The Herald Bulletin

August 13, 2013

Toler part of melting pot in secondary

By Rick Teverbaugh
The Herald Bulletin

ANDERSON, Ind. — Last year Greg Toler played for the Arizona Cardinals. It seems as if everyone in the Indianapolis defensive backfield recently is from somewhere else.

It may or may not be one of the best secondaries in the NFL. The regular season will be the true gauge of that. But it is certainly the biggest melting pot of any defensive backfield in the league.

Within the past two years, many players in that position have migrated to the Colts.

Vontae Davis came from Miami last season. LaRon Landry was a New York Jet a season ago. Cassius Vaughn is starting his second year in Indy after making the move from Denver. Sergio Brown played with New England two seasons ago. Josh Gordy is in his second season with the Colts after a rookie season with the St. Louis Rams.

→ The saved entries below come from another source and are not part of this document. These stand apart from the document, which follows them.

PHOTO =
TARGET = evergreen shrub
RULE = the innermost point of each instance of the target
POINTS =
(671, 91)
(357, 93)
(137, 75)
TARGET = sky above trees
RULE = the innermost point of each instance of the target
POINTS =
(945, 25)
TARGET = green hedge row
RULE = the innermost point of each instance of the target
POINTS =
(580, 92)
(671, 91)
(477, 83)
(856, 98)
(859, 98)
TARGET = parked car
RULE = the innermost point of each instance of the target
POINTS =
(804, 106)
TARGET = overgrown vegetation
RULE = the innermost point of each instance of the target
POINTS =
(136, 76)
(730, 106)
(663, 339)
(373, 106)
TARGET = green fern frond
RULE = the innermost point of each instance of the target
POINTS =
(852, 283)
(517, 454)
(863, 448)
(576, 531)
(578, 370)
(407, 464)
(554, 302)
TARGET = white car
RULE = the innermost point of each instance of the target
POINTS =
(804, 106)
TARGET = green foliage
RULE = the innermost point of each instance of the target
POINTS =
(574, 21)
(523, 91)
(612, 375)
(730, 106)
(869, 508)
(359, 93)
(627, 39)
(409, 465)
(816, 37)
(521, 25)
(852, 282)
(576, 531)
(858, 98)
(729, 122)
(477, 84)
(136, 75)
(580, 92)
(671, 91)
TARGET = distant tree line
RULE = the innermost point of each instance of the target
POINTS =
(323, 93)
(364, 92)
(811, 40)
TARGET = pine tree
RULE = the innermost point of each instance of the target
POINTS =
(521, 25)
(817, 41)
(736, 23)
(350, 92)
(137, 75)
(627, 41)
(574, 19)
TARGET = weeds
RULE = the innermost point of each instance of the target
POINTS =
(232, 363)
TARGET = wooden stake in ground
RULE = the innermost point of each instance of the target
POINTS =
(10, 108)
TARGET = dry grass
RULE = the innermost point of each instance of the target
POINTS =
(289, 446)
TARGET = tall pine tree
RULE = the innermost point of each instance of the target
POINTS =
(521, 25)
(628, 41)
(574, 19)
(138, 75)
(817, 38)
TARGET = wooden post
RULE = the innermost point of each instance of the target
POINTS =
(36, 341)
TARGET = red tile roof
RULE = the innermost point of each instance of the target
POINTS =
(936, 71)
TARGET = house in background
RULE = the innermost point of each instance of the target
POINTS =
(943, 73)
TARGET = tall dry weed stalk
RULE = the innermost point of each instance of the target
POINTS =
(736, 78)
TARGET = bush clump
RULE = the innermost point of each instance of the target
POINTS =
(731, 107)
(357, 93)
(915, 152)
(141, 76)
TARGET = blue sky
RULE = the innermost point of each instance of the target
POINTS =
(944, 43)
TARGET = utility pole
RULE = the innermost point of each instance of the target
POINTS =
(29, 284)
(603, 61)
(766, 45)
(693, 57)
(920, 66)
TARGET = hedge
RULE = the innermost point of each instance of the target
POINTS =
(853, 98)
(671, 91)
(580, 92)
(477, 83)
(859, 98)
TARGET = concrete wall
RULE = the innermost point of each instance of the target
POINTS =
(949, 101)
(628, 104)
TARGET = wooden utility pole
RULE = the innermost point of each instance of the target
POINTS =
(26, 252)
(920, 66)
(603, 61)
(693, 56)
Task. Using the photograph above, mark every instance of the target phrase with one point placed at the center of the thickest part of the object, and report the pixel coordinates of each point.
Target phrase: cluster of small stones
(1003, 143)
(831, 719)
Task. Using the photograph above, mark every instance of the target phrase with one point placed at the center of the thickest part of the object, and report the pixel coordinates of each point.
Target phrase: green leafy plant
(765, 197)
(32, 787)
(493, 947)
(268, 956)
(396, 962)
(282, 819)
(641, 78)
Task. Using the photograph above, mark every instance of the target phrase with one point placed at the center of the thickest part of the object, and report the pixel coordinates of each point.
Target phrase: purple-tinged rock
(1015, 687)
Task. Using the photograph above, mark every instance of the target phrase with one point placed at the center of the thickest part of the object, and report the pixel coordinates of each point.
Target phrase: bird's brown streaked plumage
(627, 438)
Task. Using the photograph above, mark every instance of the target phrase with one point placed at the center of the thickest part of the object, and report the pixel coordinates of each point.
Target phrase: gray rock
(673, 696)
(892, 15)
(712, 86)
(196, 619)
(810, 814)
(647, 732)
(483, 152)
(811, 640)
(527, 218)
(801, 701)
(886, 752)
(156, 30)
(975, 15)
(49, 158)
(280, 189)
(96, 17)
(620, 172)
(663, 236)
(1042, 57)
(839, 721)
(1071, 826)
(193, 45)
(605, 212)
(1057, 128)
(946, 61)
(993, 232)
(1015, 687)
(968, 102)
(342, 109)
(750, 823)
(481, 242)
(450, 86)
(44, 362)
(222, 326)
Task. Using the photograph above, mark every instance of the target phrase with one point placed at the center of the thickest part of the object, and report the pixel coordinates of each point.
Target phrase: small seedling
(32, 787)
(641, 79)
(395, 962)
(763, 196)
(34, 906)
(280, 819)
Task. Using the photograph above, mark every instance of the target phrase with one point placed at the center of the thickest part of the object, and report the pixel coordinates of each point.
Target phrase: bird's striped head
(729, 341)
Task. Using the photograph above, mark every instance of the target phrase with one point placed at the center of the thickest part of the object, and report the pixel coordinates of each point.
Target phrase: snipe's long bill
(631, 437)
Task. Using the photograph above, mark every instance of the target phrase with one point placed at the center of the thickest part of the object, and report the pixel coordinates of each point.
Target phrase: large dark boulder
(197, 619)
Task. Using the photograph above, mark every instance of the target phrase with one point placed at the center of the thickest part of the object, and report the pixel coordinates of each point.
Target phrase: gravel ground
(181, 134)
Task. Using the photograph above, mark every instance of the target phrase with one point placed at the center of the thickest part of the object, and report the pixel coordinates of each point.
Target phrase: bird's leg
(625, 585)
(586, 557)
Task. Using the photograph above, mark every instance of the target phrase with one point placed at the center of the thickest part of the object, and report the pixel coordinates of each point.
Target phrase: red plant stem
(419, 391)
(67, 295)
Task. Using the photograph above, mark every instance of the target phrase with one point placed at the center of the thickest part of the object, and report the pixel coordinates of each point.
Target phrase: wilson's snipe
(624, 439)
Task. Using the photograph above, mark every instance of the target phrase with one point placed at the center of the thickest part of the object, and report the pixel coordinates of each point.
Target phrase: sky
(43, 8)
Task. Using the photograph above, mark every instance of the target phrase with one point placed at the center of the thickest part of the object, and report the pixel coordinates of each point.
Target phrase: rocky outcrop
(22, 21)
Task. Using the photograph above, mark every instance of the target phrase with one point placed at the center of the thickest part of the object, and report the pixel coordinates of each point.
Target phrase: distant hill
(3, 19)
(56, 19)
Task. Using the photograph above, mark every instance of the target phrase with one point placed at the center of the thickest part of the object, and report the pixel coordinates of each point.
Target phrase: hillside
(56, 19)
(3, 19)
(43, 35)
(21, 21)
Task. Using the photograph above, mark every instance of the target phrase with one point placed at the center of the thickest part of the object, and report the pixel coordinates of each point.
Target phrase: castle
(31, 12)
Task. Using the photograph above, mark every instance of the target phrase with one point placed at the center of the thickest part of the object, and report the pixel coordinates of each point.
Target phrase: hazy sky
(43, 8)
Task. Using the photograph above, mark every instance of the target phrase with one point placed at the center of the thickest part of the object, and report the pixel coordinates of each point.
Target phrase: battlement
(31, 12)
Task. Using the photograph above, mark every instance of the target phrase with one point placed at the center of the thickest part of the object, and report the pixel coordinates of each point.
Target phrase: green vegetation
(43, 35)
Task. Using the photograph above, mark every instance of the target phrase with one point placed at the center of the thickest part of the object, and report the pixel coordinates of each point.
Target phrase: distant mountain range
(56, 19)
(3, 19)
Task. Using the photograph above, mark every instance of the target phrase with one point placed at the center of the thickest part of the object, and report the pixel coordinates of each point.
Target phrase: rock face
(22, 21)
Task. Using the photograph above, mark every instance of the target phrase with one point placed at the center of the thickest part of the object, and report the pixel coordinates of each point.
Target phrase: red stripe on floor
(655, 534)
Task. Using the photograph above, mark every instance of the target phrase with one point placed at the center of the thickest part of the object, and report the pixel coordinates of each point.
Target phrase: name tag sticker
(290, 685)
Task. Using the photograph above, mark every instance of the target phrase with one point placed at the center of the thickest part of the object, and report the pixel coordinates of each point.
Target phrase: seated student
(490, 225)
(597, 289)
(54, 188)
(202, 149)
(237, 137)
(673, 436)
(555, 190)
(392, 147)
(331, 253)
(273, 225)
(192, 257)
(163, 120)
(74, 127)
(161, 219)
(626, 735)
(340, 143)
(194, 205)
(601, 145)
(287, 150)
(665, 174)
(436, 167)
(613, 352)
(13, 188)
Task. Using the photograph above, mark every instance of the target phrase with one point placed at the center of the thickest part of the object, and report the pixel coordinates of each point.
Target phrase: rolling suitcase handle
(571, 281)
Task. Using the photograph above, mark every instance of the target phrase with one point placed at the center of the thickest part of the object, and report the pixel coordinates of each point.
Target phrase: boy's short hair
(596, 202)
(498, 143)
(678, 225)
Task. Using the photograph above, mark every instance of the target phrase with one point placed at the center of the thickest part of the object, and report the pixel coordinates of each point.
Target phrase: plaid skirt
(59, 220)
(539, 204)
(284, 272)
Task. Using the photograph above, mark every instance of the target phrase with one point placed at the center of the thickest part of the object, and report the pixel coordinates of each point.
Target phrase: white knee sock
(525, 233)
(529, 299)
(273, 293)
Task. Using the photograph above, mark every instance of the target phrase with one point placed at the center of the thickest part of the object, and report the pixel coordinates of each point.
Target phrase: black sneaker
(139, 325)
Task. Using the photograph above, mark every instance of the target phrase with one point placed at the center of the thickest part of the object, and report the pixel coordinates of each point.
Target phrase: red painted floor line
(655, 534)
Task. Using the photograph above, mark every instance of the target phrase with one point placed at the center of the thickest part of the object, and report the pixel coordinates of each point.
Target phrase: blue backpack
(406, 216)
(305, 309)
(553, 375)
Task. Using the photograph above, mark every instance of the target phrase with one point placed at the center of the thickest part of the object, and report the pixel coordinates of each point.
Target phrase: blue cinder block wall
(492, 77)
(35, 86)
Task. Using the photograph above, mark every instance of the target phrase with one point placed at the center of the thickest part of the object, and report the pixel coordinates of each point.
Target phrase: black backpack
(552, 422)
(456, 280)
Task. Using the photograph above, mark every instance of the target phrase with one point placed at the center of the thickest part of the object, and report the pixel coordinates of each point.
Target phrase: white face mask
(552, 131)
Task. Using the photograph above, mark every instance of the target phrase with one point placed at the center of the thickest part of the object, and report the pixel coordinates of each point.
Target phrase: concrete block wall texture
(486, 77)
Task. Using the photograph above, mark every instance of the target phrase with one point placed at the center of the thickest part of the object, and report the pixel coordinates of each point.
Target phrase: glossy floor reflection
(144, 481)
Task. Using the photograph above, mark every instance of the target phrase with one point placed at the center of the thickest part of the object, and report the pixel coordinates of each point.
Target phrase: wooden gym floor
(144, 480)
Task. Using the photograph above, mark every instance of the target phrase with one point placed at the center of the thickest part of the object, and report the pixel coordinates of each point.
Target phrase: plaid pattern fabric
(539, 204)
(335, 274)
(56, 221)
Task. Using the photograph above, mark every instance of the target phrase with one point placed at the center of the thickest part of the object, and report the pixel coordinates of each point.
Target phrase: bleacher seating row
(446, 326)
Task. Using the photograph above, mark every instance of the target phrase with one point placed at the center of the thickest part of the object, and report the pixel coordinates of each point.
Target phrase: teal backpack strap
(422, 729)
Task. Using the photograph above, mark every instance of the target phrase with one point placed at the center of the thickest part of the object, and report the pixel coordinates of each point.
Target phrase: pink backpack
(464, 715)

"It has been great to get all these guys together on this team," said Toler after Tuesday morning's walkthrough. "We have all had different experience elsewhere. Now we get the chance to share what we know with each other and to learn from one another. We are working hand in hand."

Toler was signed as a free agent after a solid season with the Cardinals. He played 11 games but started only two. He picked off two passes and returned one of those for a touchdown. That TD came against the Detroit Lions when he picked off a Matthew Stafford pass in the Arizona endzone and returned it a franchise-record 102 yards.

In 2011, he missed the entire season with a knee injury he suffered in preseason. But he was ready to go and enjoyed his initial preseason game this season last Sunday.

"It felt great to get out there and be able to tackle people," said Toler. "I was ready to get out there and do that. I was sorry to learn I was being taken down (taken out of the game). I thought maybe we could get in another series on defense."

Toler believes the early hype on the NFL Network and other places about the potential quality of the Colts' defensive backfield.

"Everyone sees this potential on paper," he said. "But now we all need to be held accountable for that potential. We still have to go out and play the game. We all have our jobs to do, the offense, the defense and the special teams. It isn't just about one group."

Toler believes the unit is coming together and having an excellent camp.

"In training camp, we have been feeding off one another's energy," said Toler. "We are building confidence that we will need when the regular season starts."

The entire defense must get better at forcing mistakes from opposing teams. In each of the past two seasons, the team was 12th at getting takeaways. That's a figure of some concern.

"We have to make big plays defensively," said Toler. "One way to do that it, take the ball away. That gets our defense off the field and gives it back to our offense."